It's been a crazy last two weeks of mind whiplash. The weather, the cold, the fast progression of people we know dropping ill left and right has been head spinning.
I admit I was a bit naive thinking if I boosted the interior home temperature up it would minimize winter aches from cold, that was wishful thinking. A girl can only but try right? This season ushered in joint aches in new places I didn't know could ache, not fun but I'm dealing with it so far. My older husband isn't dealing at all and is the biggest voice in the house currently about the winter weather. Granted he doesn't have to do the long hours and physical job he does either but he still chooses to hang on, so there is that.

I mentioned in the last entry about the seasonal blues and it really has me by the neck this year. In a flurry of my Grinch mode and wanting to get holiday shopping done and over with, I mechanically did a one stop "point and click" on Amazon and was done with it all including cards. I just can't deal this year, do I feel guilty? Hell no. Christmas is for children and more fun with children. My immediate family members are all in various stages of health, financial, or housing crisis and it's overwhelming. Being both a parent and adult daughter I want to help but I cannot. It weighs on my heart to see my loved ones suffer and I feel their pain.

In the midst of it all I’ve been focused on photography and snapping wildlife to distract myself. The weather hasn’t exactly been cooperating. At age 63 I’ve learned to avoid ice and snow as it takes months just to recover from one fall or a bruise. It’s been a more traditional New England December of early snowfall and bitter cold. The last storm I decided to do what I always have and be the hero shoveling. The whole thing didn’t go well this year unlike the last. After ten minutes of moving snow around my side suddenly gave a sharp twinge of muscle spasm and I found myself stuck in a bent over position with a shovel full. I couldn’t stand upright so I made my way to my car nearby and sat in it until all subsided. The only way left to move the snow around in our parking lot so others could fit was to literally drive my SUV back and forth over it all and mash it down, so that's what I did. It must have been a funny thing to watch but there would be nobody else left to finish my shoveling, and it worked.

The following days our gutter up on the roof decided not to drain and with no insulation in the building the dripping water had nowhere to escape once the temperature was above freezing. A local handyman was here hours recently using varying methods unclogging each section along with the downspouts, as I stood by the ladder handing him tools of sorts. We used a hammer, some roof tiles, a shoehorn, and an unused curtain rod to accomplish the task before the temperatures drop below freezing again. Renting in this old house has become one long exhausting circus. I’m not going to lie, it’s scary getting old and not having found our final home. In an ideal living situation, we wouldn’t move so late in life but the failing health of our elderly landlady and the building being beyond repair here after 16 years requires us to. The reality is it’s easier said than done not for lack of money, but the lack of choices. I'm sad we have to leave the area at all.
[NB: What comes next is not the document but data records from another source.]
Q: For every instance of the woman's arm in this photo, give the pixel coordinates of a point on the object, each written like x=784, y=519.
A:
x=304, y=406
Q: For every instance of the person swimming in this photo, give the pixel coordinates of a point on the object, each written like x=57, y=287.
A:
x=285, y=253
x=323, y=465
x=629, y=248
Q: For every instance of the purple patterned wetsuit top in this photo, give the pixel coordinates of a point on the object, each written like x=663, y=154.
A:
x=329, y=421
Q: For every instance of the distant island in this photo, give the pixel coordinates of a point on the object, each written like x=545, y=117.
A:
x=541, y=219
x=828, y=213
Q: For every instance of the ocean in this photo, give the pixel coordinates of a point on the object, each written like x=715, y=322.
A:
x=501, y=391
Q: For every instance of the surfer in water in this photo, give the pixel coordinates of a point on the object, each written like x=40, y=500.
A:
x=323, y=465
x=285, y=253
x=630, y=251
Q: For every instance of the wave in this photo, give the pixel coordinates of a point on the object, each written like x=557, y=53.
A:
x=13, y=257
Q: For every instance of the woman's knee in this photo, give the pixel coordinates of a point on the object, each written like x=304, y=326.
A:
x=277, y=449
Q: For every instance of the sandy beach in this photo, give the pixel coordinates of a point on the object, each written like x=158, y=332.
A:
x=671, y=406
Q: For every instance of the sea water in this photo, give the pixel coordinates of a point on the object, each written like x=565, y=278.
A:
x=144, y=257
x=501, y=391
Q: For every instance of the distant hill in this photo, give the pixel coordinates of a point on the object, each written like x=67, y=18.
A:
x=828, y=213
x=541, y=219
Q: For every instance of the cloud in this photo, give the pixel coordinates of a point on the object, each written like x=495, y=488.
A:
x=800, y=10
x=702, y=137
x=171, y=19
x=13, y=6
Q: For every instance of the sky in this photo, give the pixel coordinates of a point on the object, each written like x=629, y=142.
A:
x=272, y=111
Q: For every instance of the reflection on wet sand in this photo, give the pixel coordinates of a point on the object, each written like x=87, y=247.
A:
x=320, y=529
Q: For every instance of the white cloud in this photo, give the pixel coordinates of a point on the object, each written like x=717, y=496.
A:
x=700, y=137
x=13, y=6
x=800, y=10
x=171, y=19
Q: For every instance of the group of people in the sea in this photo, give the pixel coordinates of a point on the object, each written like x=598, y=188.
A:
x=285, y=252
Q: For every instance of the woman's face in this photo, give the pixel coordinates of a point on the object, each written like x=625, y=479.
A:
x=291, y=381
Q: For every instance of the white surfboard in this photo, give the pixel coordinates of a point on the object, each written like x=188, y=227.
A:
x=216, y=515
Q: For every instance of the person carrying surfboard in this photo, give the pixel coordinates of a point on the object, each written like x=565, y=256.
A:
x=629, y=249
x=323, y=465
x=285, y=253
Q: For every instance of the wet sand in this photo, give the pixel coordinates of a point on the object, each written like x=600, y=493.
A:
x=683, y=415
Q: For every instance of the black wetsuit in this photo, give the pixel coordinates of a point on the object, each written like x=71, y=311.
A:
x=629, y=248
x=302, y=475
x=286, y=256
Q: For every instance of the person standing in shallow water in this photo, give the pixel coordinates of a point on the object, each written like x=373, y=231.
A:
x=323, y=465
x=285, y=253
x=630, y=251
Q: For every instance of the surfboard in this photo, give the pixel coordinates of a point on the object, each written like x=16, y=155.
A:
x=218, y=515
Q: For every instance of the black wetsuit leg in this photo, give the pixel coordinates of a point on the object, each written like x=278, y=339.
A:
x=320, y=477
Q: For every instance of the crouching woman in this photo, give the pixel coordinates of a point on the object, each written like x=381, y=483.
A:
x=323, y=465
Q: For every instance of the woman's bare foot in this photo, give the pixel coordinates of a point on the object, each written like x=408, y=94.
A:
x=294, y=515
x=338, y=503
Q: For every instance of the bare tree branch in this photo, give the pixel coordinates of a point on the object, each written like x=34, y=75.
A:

Christmas, holiday spirit, I’m just not there this season. All I care about is our loved ones getting better health and financially but thus far it’s looking a bit grim like my mood. The blessing to look forward to is after December 22nd the short dark days will begin to turn around and get longer. Once we are into January we will finally turn the winter corner and begin the journey back to spring which itself brings new challenges. Many of my social media accounts I kept I have closed over the last few weeks. The remaining is a photo account and this blog primarily. I think when we tend to feel overwhelmed it’s natural to want to retreat but it’s not healthy to totally hide. The days and isolation have just been a lot lately, I need to do better both in daily life and here blogging. I am in need of a change and I’m thinking of cutting my hair into a short punk style I wore years ago, maybe I’ll color it flaming burgundy. It’s not like anyone will see it right?